WORKOUT OF THE WEEK: BOXING

You may not have any interest in the Sweet Science, but the fact remains that boxers are some of the best conditioned athletes on the planet. They have to be. The whole-body demand of jabbing, slipping, bobbing and weaving for any length of time, over time, makes them stronger, leaner and tougher than those who practice other sports. PrayFit partner and endorser Robert "The Ghost" Guerrero boasts a physique that is equal parts form and function from all of his years spent in the gym. But if you don't have the dough, or desire, to dive headlong into a franchise boxing gym membership, you can use this 12-minute, at-home solution to start building a pugilistic physique.

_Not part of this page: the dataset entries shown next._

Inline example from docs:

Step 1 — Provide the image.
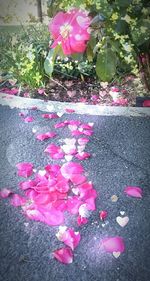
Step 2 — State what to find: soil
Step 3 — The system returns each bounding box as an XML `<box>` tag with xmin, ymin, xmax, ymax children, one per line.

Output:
<box><xmin>1</xmin><ymin>75</ymin><xmax>148</xmax><ymax>106</ymax></box>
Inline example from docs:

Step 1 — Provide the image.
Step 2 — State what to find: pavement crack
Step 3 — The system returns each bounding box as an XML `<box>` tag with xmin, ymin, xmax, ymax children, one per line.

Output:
<box><xmin>93</xmin><ymin>137</ymin><xmax>150</xmax><ymax>178</ymax></box>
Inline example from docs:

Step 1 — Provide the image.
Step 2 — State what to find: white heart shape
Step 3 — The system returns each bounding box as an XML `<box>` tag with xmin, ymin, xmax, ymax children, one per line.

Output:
<box><xmin>65</xmin><ymin>155</ymin><xmax>73</xmax><ymax>161</ymax></box>
<box><xmin>116</xmin><ymin>217</ymin><xmax>129</xmax><ymax>227</ymax></box>
<box><xmin>57</xmin><ymin>112</ymin><xmax>64</xmax><ymax>117</ymax></box>
<box><xmin>113</xmin><ymin>252</ymin><xmax>121</xmax><ymax>259</ymax></box>
<box><xmin>120</xmin><ymin>211</ymin><xmax>125</xmax><ymax>216</ymax></box>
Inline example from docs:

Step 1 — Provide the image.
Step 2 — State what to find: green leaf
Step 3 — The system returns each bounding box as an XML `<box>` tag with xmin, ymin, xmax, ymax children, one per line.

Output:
<box><xmin>116</xmin><ymin>0</ymin><xmax>132</xmax><ymax>8</ymax></box>
<box><xmin>86</xmin><ymin>37</ymin><xmax>96</xmax><ymax>62</ymax></box>
<box><xmin>116</xmin><ymin>20</ymin><xmax>128</xmax><ymax>34</ymax></box>
<box><xmin>131</xmin><ymin>19</ymin><xmax>150</xmax><ymax>47</ymax></box>
<box><xmin>44</xmin><ymin>49</ymin><xmax>55</xmax><ymax>76</ymax></box>
<box><xmin>44</xmin><ymin>45</ymin><xmax>61</xmax><ymax>77</ymax></box>
<box><xmin>96</xmin><ymin>48</ymin><xmax>116</xmax><ymax>82</ymax></box>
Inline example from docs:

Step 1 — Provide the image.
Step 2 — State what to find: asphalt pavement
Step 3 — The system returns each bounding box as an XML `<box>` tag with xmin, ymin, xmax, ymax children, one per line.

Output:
<box><xmin>0</xmin><ymin>98</ymin><xmax>150</xmax><ymax>281</ymax></box>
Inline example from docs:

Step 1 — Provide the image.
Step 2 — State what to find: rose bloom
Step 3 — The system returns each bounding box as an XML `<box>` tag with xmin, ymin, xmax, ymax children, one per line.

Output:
<box><xmin>49</xmin><ymin>9</ymin><xmax>91</xmax><ymax>55</ymax></box>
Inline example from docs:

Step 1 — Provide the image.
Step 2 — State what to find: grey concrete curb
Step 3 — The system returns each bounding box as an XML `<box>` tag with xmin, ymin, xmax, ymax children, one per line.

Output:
<box><xmin>0</xmin><ymin>93</ymin><xmax>150</xmax><ymax>117</ymax></box>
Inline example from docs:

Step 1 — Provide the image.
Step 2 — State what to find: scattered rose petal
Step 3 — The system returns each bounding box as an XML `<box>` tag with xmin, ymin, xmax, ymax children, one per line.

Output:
<box><xmin>75</xmin><ymin>152</ymin><xmax>91</xmax><ymax>160</ymax></box>
<box><xmin>77</xmin><ymin>216</ymin><xmax>88</xmax><ymax>226</ymax></box>
<box><xmin>56</xmin><ymin>228</ymin><xmax>81</xmax><ymax>250</ymax></box>
<box><xmin>54</xmin><ymin>122</ymin><xmax>67</xmax><ymax>129</ymax></box>
<box><xmin>67</xmin><ymin>91</ymin><xmax>76</xmax><ymax>98</ymax></box>
<box><xmin>120</xmin><ymin>211</ymin><xmax>125</xmax><ymax>216</ymax></box>
<box><xmin>113</xmin><ymin>252</ymin><xmax>121</xmax><ymax>259</ymax></box>
<box><xmin>116</xmin><ymin>216</ymin><xmax>129</xmax><ymax>227</ymax></box>
<box><xmin>64</xmin><ymin>138</ymin><xmax>76</xmax><ymax>145</ymax></box>
<box><xmin>36</xmin><ymin>132</ymin><xmax>56</xmax><ymax>141</ymax></box>
<box><xmin>124</xmin><ymin>186</ymin><xmax>143</xmax><ymax>198</ymax></box>
<box><xmin>30</xmin><ymin>105</ymin><xmax>37</xmax><ymax>110</ymax></box>
<box><xmin>79</xmin><ymin>204</ymin><xmax>90</xmax><ymax>218</ymax></box>
<box><xmin>78</xmin><ymin>138</ymin><xmax>89</xmax><ymax>145</ymax></box>
<box><xmin>53</xmin><ymin>247</ymin><xmax>73</xmax><ymax>264</ymax></box>
<box><xmin>10</xmin><ymin>194</ymin><xmax>26</xmax><ymax>207</ymax></box>
<box><xmin>143</xmin><ymin>100</ymin><xmax>150</xmax><ymax>107</ymax></box>
<box><xmin>16</xmin><ymin>162</ymin><xmax>33</xmax><ymax>178</ymax></box>
<box><xmin>112</xmin><ymin>98</ymin><xmax>128</xmax><ymax>106</ymax></box>
<box><xmin>101</xmin><ymin>236</ymin><xmax>125</xmax><ymax>253</ymax></box>
<box><xmin>65</xmin><ymin>155</ymin><xmax>73</xmax><ymax>161</ymax></box>
<box><xmin>24</xmin><ymin>116</ymin><xmax>34</xmax><ymax>123</ymax></box>
<box><xmin>0</xmin><ymin>188</ymin><xmax>13</xmax><ymax>198</ymax></box>
<box><xmin>23</xmin><ymin>92</ymin><xmax>30</xmax><ymax>98</ymax></box>
<box><xmin>111</xmin><ymin>195</ymin><xmax>118</xmax><ymax>203</ymax></box>
<box><xmin>99</xmin><ymin>211</ymin><xmax>108</xmax><ymax>221</ymax></box>
<box><xmin>37</xmin><ymin>88</ymin><xmax>45</xmax><ymax>95</ymax></box>
<box><xmin>65</xmin><ymin>108</ymin><xmax>75</xmax><ymax>113</ymax></box>
<box><xmin>42</xmin><ymin>113</ymin><xmax>59</xmax><ymax>119</ymax></box>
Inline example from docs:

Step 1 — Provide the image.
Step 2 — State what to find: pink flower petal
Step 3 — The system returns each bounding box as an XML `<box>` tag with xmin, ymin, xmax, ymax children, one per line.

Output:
<box><xmin>0</xmin><ymin>188</ymin><xmax>13</xmax><ymax>198</ymax></box>
<box><xmin>10</xmin><ymin>194</ymin><xmax>26</xmax><ymax>207</ymax></box>
<box><xmin>75</xmin><ymin>152</ymin><xmax>91</xmax><ymax>160</ymax></box>
<box><xmin>36</xmin><ymin>132</ymin><xmax>56</xmax><ymax>141</ymax></box>
<box><xmin>16</xmin><ymin>162</ymin><xmax>33</xmax><ymax>178</ymax></box>
<box><xmin>19</xmin><ymin>180</ymin><xmax>36</xmax><ymax>190</ymax></box>
<box><xmin>67</xmin><ymin>196</ymin><xmax>83</xmax><ymax>215</ymax></box>
<box><xmin>37</xmin><ymin>88</ymin><xmax>45</xmax><ymax>95</ymax></box>
<box><xmin>56</xmin><ymin>179</ymin><xmax>70</xmax><ymax>193</ymax></box>
<box><xmin>59</xmin><ymin>228</ymin><xmax>81</xmax><ymax>250</ymax></box>
<box><xmin>143</xmin><ymin>100</ymin><xmax>150</xmax><ymax>107</ymax></box>
<box><xmin>78</xmin><ymin>138</ymin><xmax>89</xmax><ymax>145</ymax></box>
<box><xmin>80</xmin><ymin>124</ymin><xmax>93</xmax><ymax>130</ymax></box>
<box><xmin>70</xmin><ymin>174</ymin><xmax>86</xmax><ymax>185</ymax></box>
<box><xmin>54</xmin><ymin>122</ymin><xmax>67</xmax><ymax>129</ymax></box>
<box><xmin>82</xmin><ymin>130</ymin><xmax>93</xmax><ymax>136</ymax></box>
<box><xmin>30</xmin><ymin>105</ymin><xmax>37</xmax><ymax>110</ymax></box>
<box><xmin>101</xmin><ymin>236</ymin><xmax>125</xmax><ymax>253</ymax></box>
<box><xmin>77</xmin><ymin>216</ymin><xmax>88</xmax><ymax>226</ymax></box>
<box><xmin>99</xmin><ymin>211</ymin><xmax>108</xmax><ymax>221</ymax></box>
<box><xmin>71</xmin><ymin>130</ymin><xmax>83</xmax><ymax>137</ymax></box>
<box><xmin>65</xmin><ymin>108</ymin><xmax>75</xmax><ymax>113</ymax></box>
<box><xmin>53</xmin><ymin>247</ymin><xmax>73</xmax><ymax>264</ymax></box>
<box><xmin>124</xmin><ymin>186</ymin><xmax>143</xmax><ymax>198</ymax></box>
<box><xmin>24</xmin><ymin>116</ymin><xmax>34</xmax><ymax>123</ymax></box>
<box><xmin>60</xmin><ymin>162</ymin><xmax>84</xmax><ymax>179</ymax></box>
<box><xmin>42</xmin><ymin>113</ymin><xmax>59</xmax><ymax>119</ymax></box>
<box><xmin>44</xmin><ymin>144</ymin><xmax>65</xmax><ymax>159</ymax></box>
<box><xmin>65</xmin><ymin>120</ymin><xmax>81</xmax><ymax>126</ymax></box>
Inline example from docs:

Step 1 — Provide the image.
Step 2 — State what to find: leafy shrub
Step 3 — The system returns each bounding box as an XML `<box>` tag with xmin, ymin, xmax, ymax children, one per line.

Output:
<box><xmin>46</xmin><ymin>0</ymin><xmax>150</xmax><ymax>87</ymax></box>
<box><xmin>0</xmin><ymin>24</ymin><xmax>49</xmax><ymax>88</ymax></box>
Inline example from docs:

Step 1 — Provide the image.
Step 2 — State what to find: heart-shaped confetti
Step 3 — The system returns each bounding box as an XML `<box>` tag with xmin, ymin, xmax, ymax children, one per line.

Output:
<box><xmin>120</xmin><ymin>211</ymin><xmax>125</xmax><ymax>216</ymax></box>
<box><xmin>116</xmin><ymin>216</ymin><xmax>129</xmax><ymax>227</ymax></box>
<box><xmin>111</xmin><ymin>195</ymin><xmax>118</xmax><ymax>202</ymax></box>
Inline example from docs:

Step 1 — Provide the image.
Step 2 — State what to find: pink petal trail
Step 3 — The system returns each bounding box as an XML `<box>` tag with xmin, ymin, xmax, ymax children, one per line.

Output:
<box><xmin>99</xmin><ymin>211</ymin><xmax>108</xmax><ymax>221</ymax></box>
<box><xmin>77</xmin><ymin>216</ymin><xmax>88</xmax><ymax>226</ymax></box>
<box><xmin>66</xmin><ymin>108</ymin><xmax>75</xmax><ymax>113</ymax></box>
<box><xmin>143</xmin><ymin>100</ymin><xmax>150</xmax><ymax>107</ymax></box>
<box><xmin>0</xmin><ymin>188</ymin><xmax>13</xmax><ymax>198</ymax></box>
<box><xmin>42</xmin><ymin>113</ymin><xmax>59</xmax><ymax>119</ymax></box>
<box><xmin>16</xmin><ymin>162</ymin><xmax>33</xmax><ymax>178</ymax></box>
<box><xmin>124</xmin><ymin>186</ymin><xmax>143</xmax><ymax>198</ymax></box>
<box><xmin>101</xmin><ymin>236</ymin><xmax>125</xmax><ymax>253</ymax></box>
<box><xmin>57</xmin><ymin>228</ymin><xmax>81</xmax><ymax>250</ymax></box>
<box><xmin>23</xmin><ymin>116</ymin><xmax>34</xmax><ymax>123</ymax></box>
<box><xmin>76</xmin><ymin>152</ymin><xmax>91</xmax><ymax>160</ymax></box>
<box><xmin>36</xmin><ymin>132</ymin><xmax>56</xmax><ymax>141</ymax></box>
<box><xmin>10</xmin><ymin>194</ymin><xmax>26</xmax><ymax>207</ymax></box>
<box><xmin>53</xmin><ymin>247</ymin><xmax>73</xmax><ymax>264</ymax></box>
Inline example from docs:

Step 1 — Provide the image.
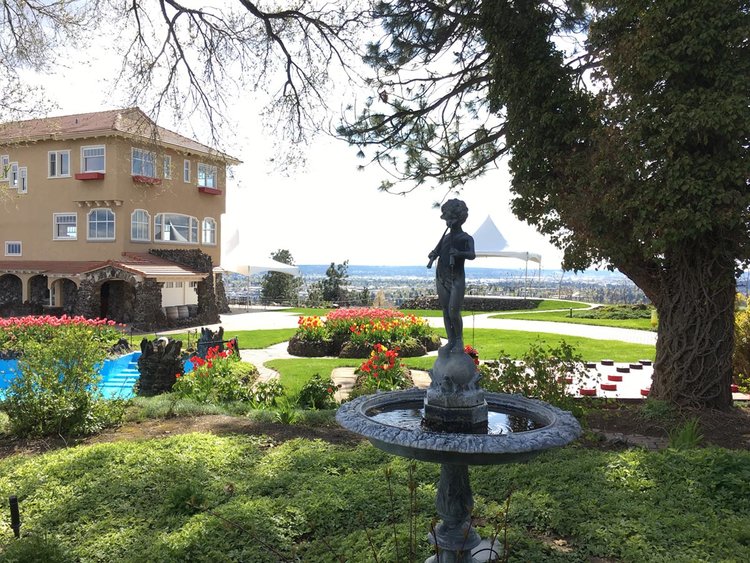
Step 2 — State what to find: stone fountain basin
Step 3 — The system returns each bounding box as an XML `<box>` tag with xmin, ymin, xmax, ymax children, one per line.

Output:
<box><xmin>336</xmin><ymin>389</ymin><xmax>581</xmax><ymax>465</ymax></box>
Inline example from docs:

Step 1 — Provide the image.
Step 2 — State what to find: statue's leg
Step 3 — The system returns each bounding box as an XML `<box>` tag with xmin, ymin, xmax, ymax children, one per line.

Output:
<box><xmin>437</xmin><ymin>279</ymin><xmax>456</xmax><ymax>350</ymax></box>
<box><xmin>448</xmin><ymin>281</ymin><xmax>465</xmax><ymax>350</ymax></box>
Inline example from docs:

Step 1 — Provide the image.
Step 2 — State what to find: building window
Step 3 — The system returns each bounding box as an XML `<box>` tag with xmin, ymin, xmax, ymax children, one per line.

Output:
<box><xmin>5</xmin><ymin>240</ymin><xmax>21</xmax><ymax>256</ymax></box>
<box><xmin>0</xmin><ymin>154</ymin><xmax>10</xmax><ymax>182</ymax></box>
<box><xmin>154</xmin><ymin>213</ymin><xmax>198</xmax><ymax>244</ymax></box>
<box><xmin>202</xmin><ymin>217</ymin><xmax>216</xmax><ymax>245</ymax></box>
<box><xmin>81</xmin><ymin>145</ymin><xmax>105</xmax><ymax>172</ymax></box>
<box><xmin>88</xmin><ymin>208</ymin><xmax>115</xmax><ymax>240</ymax></box>
<box><xmin>8</xmin><ymin>162</ymin><xmax>18</xmax><ymax>189</ymax></box>
<box><xmin>164</xmin><ymin>155</ymin><xmax>172</xmax><ymax>180</ymax></box>
<box><xmin>52</xmin><ymin>213</ymin><xmax>78</xmax><ymax>240</ymax></box>
<box><xmin>130</xmin><ymin>148</ymin><xmax>156</xmax><ymax>178</ymax></box>
<box><xmin>17</xmin><ymin>166</ymin><xmax>29</xmax><ymax>194</ymax></box>
<box><xmin>130</xmin><ymin>209</ymin><xmax>151</xmax><ymax>242</ymax></box>
<box><xmin>47</xmin><ymin>151</ymin><xmax>70</xmax><ymax>178</ymax></box>
<box><xmin>198</xmin><ymin>162</ymin><xmax>219</xmax><ymax>188</ymax></box>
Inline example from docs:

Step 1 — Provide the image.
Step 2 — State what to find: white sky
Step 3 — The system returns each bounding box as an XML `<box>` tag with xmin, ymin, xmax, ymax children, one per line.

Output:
<box><xmin>17</xmin><ymin>25</ymin><xmax>561</xmax><ymax>269</ymax></box>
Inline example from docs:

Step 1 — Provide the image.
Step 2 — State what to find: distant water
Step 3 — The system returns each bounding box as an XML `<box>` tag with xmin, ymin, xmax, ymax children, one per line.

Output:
<box><xmin>299</xmin><ymin>264</ymin><xmax>627</xmax><ymax>283</ymax></box>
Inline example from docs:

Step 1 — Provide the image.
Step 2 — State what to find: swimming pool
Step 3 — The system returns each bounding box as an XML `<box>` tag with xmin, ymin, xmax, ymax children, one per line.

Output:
<box><xmin>0</xmin><ymin>352</ymin><xmax>144</xmax><ymax>399</ymax></box>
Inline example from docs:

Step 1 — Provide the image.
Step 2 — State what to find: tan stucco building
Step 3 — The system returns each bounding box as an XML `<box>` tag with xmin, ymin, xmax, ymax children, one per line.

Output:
<box><xmin>0</xmin><ymin>108</ymin><xmax>239</xmax><ymax>327</ymax></box>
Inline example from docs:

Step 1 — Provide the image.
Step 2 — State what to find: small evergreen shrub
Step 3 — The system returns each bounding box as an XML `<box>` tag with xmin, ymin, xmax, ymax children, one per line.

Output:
<box><xmin>298</xmin><ymin>373</ymin><xmax>339</xmax><ymax>410</ymax></box>
<box><xmin>479</xmin><ymin>340</ymin><xmax>586</xmax><ymax>410</ymax></box>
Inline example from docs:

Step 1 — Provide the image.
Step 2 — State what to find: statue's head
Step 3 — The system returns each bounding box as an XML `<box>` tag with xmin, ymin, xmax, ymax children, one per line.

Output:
<box><xmin>440</xmin><ymin>199</ymin><xmax>469</xmax><ymax>225</ymax></box>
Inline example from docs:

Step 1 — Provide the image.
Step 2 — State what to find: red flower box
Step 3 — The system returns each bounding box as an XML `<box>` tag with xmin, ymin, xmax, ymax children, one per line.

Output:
<box><xmin>198</xmin><ymin>186</ymin><xmax>221</xmax><ymax>195</ymax></box>
<box><xmin>76</xmin><ymin>172</ymin><xmax>104</xmax><ymax>180</ymax></box>
<box><xmin>133</xmin><ymin>174</ymin><xmax>161</xmax><ymax>186</ymax></box>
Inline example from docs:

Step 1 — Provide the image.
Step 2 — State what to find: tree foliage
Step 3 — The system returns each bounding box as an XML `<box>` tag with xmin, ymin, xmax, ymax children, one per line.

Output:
<box><xmin>260</xmin><ymin>249</ymin><xmax>303</xmax><ymax>304</ymax></box>
<box><xmin>339</xmin><ymin>0</ymin><xmax>750</xmax><ymax>407</ymax></box>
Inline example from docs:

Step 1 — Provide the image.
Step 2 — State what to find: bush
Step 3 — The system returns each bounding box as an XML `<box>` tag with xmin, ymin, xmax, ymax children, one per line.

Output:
<box><xmin>298</xmin><ymin>373</ymin><xmax>339</xmax><ymax>410</ymax></box>
<box><xmin>172</xmin><ymin>343</ymin><xmax>258</xmax><ymax>404</ymax></box>
<box><xmin>4</xmin><ymin>323</ymin><xmax>124</xmax><ymax>436</ymax></box>
<box><xmin>349</xmin><ymin>344</ymin><xmax>414</xmax><ymax>399</ymax></box>
<box><xmin>479</xmin><ymin>341</ymin><xmax>586</xmax><ymax>409</ymax></box>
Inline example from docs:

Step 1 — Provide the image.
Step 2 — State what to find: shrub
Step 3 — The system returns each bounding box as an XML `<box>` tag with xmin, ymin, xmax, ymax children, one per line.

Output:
<box><xmin>479</xmin><ymin>341</ymin><xmax>586</xmax><ymax>409</ymax></box>
<box><xmin>289</xmin><ymin>307</ymin><xmax>439</xmax><ymax>357</ymax></box>
<box><xmin>0</xmin><ymin>315</ymin><xmax>122</xmax><ymax>353</ymax></box>
<box><xmin>298</xmin><ymin>373</ymin><xmax>339</xmax><ymax>410</ymax></box>
<box><xmin>172</xmin><ymin>343</ymin><xmax>258</xmax><ymax>404</ymax></box>
<box><xmin>349</xmin><ymin>343</ymin><xmax>414</xmax><ymax>399</ymax></box>
<box><xmin>4</xmin><ymin>322</ymin><xmax>124</xmax><ymax>436</ymax></box>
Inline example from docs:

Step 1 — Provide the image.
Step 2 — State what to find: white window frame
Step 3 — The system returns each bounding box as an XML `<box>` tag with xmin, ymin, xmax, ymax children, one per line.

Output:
<box><xmin>86</xmin><ymin>207</ymin><xmax>117</xmax><ymax>241</ymax></box>
<box><xmin>81</xmin><ymin>145</ymin><xmax>107</xmax><ymax>174</ymax></box>
<box><xmin>5</xmin><ymin>240</ymin><xmax>23</xmax><ymax>256</ymax></box>
<box><xmin>162</xmin><ymin>154</ymin><xmax>172</xmax><ymax>180</ymax></box>
<box><xmin>198</xmin><ymin>162</ymin><xmax>219</xmax><ymax>189</ymax></box>
<box><xmin>201</xmin><ymin>217</ymin><xmax>216</xmax><ymax>246</ymax></box>
<box><xmin>17</xmin><ymin>166</ymin><xmax>29</xmax><ymax>194</ymax></box>
<box><xmin>52</xmin><ymin>211</ymin><xmax>78</xmax><ymax>240</ymax></box>
<box><xmin>130</xmin><ymin>209</ymin><xmax>151</xmax><ymax>242</ymax></box>
<box><xmin>8</xmin><ymin>162</ymin><xmax>18</xmax><ymax>190</ymax></box>
<box><xmin>130</xmin><ymin>147</ymin><xmax>156</xmax><ymax>178</ymax></box>
<box><xmin>154</xmin><ymin>213</ymin><xmax>198</xmax><ymax>244</ymax></box>
<box><xmin>0</xmin><ymin>154</ymin><xmax>10</xmax><ymax>182</ymax></box>
<box><xmin>47</xmin><ymin>149</ymin><xmax>70</xmax><ymax>178</ymax></box>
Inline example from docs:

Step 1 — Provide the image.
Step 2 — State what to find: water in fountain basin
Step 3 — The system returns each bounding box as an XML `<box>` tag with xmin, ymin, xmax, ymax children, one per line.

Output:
<box><xmin>367</xmin><ymin>402</ymin><xmax>544</xmax><ymax>436</ymax></box>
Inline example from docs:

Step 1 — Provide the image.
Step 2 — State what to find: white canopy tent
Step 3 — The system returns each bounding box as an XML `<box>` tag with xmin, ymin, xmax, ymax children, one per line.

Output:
<box><xmin>221</xmin><ymin>225</ymin><xmax>300</xmax><ymax>276</ymax></box>
<box><xmin>473</xmin><ymin>215</ymin><xmax>542</xmax><ymax>296</ymax></box>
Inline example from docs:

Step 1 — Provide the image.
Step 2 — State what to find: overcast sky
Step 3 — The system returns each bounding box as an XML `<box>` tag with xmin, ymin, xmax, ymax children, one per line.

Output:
<box><xmin>20</xmin><ymin>27</ymin><xmax>561</xmax><ymax>269</ymax></box>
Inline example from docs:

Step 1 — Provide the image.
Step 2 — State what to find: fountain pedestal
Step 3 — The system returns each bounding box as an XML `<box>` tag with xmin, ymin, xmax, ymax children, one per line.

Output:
<box><xmin>425</xmin><ymin>463</ymin><xmax>482</xmax><ymax>563</ymax></box>
<box><xmin>424</xmin><ymin>348</ymin><xmax>487</xmax><ymax>434</ymax></box>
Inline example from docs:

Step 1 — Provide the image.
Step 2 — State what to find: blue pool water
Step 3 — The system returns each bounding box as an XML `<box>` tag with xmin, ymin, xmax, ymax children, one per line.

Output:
<box><xmin>0</xmin><ymin>352</ymin><xmax>193</xmax><ymax>399</ymax></box>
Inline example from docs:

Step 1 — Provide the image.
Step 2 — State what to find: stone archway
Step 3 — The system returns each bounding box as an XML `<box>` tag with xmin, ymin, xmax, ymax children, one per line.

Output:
<box><xmin>99</xmin><ymin>279</ymin><xmax>135</xmax><ymax>323</ymax></box>
<box><xmin>0</xmin><ymin>274</ymin><xmax>23</xmax><ymax>310</ymax></box>
<box><xmin>28</xmin><ymin>274</ymin><xmax>50</xmax><ymax>305</ymax></box>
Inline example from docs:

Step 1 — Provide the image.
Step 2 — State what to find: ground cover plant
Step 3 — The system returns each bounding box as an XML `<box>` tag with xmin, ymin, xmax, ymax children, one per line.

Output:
<box><xmin>0</xmin><ymin>433</ymin><xmax>750</xmax><ymax>563</ymax></box>
<box><xmin>289</xmin><ymin>307</ymin><xmax>439</xmax><ymax>358</ymax></box>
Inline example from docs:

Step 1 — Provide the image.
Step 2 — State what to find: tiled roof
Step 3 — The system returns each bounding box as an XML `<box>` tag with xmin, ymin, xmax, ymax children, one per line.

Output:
<box><xmin>0</xmin><ymin>108</ymin><xmax>240</xmax><ymax>164</ymax></box>
<box><xmin>0</xmin><ymin>253</ymin><xmax>206</xmax><ymax>280</ymax></box>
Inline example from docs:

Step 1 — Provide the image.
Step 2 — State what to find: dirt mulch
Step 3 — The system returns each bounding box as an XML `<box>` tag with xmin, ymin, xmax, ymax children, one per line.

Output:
<box><xmin>0</xmin><ymin>404</ymin><xmax>750</xmax><ymax>458</ymax></box>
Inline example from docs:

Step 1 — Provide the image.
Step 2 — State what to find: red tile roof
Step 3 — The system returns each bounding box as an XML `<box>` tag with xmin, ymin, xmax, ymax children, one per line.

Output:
<box><xmin>0</xmin><ymin>253</ymin><xmax>207</xmax><ymax>280</ymax></box>
<box><xmin>0</xmin><ymin>108</ymin><xmax>240</xmax><ymax>164</ymax></box>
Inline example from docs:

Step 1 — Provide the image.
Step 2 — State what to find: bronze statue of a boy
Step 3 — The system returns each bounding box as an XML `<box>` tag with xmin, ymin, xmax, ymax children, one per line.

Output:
<box><xmin>427</xmin><ymin>199</ymin><xmax>476</xmax><ymax>352</ymax></box>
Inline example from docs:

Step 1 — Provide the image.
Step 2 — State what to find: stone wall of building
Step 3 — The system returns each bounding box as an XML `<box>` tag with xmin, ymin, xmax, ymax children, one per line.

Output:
<box><xmin>149</xmin><ymin>248</ymin><xmax>220</xmax><ymax>324</ymax></box>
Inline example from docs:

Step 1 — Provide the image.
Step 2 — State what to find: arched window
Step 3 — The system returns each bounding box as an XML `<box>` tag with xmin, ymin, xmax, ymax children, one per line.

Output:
<box><xmin>202</xmin><ymin>217</ymin><xmax>216</xmax><ymax>245</ymax></box>
<box><xmin>87</xmin><ymin>208</ymin><xmax>115</xmax><ymax>240</ymax></box>
<box><xmin>130</xmin><ymin>209</ymin><xmax>151</xmax><ymax>242</ymax></box>
<box><xmin>154</xmin><ymin>213</ymin><xmax>198</xmax><ymax>244</ymax></box>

Why 12 minutes? Well, here, each minute will represent one "round" -- and high-profile, championship fights are always 12 rounds.

Straight punches - 1 min.

Crunches - 1 min. (VIDEO)

Straight punches - 1 min.

Bicycle crunch - 1 min.

Straight punches - 1 min.

Plank - 1 min.

>> For additional exercises and videos, click here.

Using a stopwatch or timer (www.gymboss.com), go through this workout circuit-style, taking little to no rest between moves. After the final move, stand up and get right into the entire circuit once more, for a total of 12 rounds. Perform this workout three times per week for max results.

Straight punches: A series of jabs and crosses (lefts and rights) delivered at eye level at an imaginary target at arms length. Throw as many punches as you can with good form in the scheduled minute of work. For more detail on boxing punches, click here.

ADVANCED OPTION: Finish off your workout with three sets of push-ups (any style) to failure, resting no longer than a minute between sets. Tally your number and try to beat it next time out.

DID YOU KNOW?: High-intensity boxing workouts can burn 750-1000 calories in one hour. Find a gym near you at www.boxinggyms.com.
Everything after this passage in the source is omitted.